What is staggering is the speed and the scale of the unravelling – assisted of course, just before Copenhagen, by "Climategate", the emails and computer codes leaked from East Anglia's Climatic Research Unit. Their significance was the light they shone on the activities of a small group of British and US scientists at the heart of the IPCC, as they discussed ways of manipulating data to show the world warming faster than the evidence justified; fighting off legitimate requests for data from outside experts to hide their manipulations; and conspiring to silence their critics by excluding their work from scientific journals and the IPCC's 2007 report itself. . . . .
Almost as revealing as the leaked documents themselves, however, was the recent interview given to the BBC by the CRU's suspended director, Dr Phil Jones, who has played a central role in the global warming scare for 20 years, not least as custodian of the most prestigious of the four global temperature records relied on by the IPCC. In his interview Jones seemed to be chucking overboard one key prop of warmest faith after another, as he admitted that the world might have been hotter during the Medieval Warm Period 1,000 years ago than it is today, that before any rise in CO2 levels temperatures rose faster between 1860 and 1880 than they have done in the past 30 years, and that in the past decade their trend has been falling rather than rising.

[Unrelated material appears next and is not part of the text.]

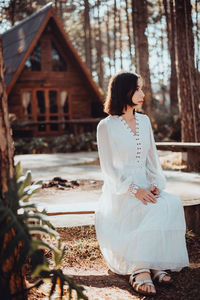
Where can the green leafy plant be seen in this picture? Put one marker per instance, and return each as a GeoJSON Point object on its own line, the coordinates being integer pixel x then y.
{"type": "Point", "coordinates": [35, 235]}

The implications of all this for the warming scare, as it has been presented to us over the past two decades, can scarcely be overestimated. The reputation of the IPCC is in shreds.
The ClimateGate scandal is serious, wide, and deep. Everyone knows it now -- even liberal Democrats. That's why Obama's remark in his State of the Union address about the so-called "overwhelming scientific evidence on climate change" drew smiles, snickers, laughter and even a few hoots.
The multi-billion dollar climate change game is just about up. Snake-oil "science" isn't going to cut it anymore.